Well, here I go again sad and depressed about my weight. Yes, again. Don't get me wrong. I have made many strides to be more fit and have lost about 25lbs . Yet, I don't feel like I have been successful. Many people say I look great and I just don't see it . Why? Why do women do that?. I can tell that I look better but.... Because I haven't hit my mark....MYYYY personal goal, I constantly feel like a failure. Which is my own doing not anyone else. My family thinks I am crazy. I have asked them to help me with my eating at home. The wine the cheese the pastries.. the cappuccinos. coffee with cream and sugar... UUgh...
So, I am starting again, with a whole new plan this year to get back on track and to lose the last 30 lbs.. Yes 30, but I will take 20. Currently, I weight 166lbs, I would like to be around 140.. I know its just a number but seriously, until I can get my mind to change that's what it is. I want to be 140. I may reach 148 and be happy who knows. Right know my brain is telling me 140.
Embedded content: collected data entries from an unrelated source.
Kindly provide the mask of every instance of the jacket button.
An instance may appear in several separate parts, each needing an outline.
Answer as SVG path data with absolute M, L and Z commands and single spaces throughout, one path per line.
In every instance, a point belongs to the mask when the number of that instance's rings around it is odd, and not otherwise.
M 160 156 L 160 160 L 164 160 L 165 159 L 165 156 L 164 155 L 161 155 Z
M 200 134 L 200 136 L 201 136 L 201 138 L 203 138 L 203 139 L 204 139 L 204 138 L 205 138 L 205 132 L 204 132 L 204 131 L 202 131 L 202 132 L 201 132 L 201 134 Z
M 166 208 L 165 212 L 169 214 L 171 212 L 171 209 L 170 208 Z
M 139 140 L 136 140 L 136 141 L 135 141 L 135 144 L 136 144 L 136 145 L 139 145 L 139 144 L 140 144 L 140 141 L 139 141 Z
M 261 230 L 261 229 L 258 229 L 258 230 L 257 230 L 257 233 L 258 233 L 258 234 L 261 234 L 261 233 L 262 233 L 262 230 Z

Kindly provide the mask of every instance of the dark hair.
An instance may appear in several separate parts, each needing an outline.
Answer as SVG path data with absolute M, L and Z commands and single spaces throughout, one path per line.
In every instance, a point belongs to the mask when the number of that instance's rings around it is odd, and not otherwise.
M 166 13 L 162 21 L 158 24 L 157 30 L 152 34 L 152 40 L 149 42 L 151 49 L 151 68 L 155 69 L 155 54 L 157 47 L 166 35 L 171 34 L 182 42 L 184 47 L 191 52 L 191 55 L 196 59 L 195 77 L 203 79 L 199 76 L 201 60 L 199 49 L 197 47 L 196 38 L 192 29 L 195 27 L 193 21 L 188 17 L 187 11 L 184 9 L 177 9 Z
So, This year I am going to do the bodybuilding Transformation Challenge
www.bodybuilding.com and hopefully. I will meet some of my goals. This is going to be my main focus. Period, I think I let what my family and others think block my blessings as they say. Parties dinners.. I have to be strong.. I realized if I truly want to do this.. its up to me. I have to be strong and focused and driven and that's my plan...
My Goals for 2014:
1. Finish my 3 races: Rock and Roll Nice Feb 16th
Rome Marathon March 23rd.
Midnight Marathon in May
2. To Lose 25-30 lbs
3. To become Spin Certified.
These are my goals. Wish me Luck !!!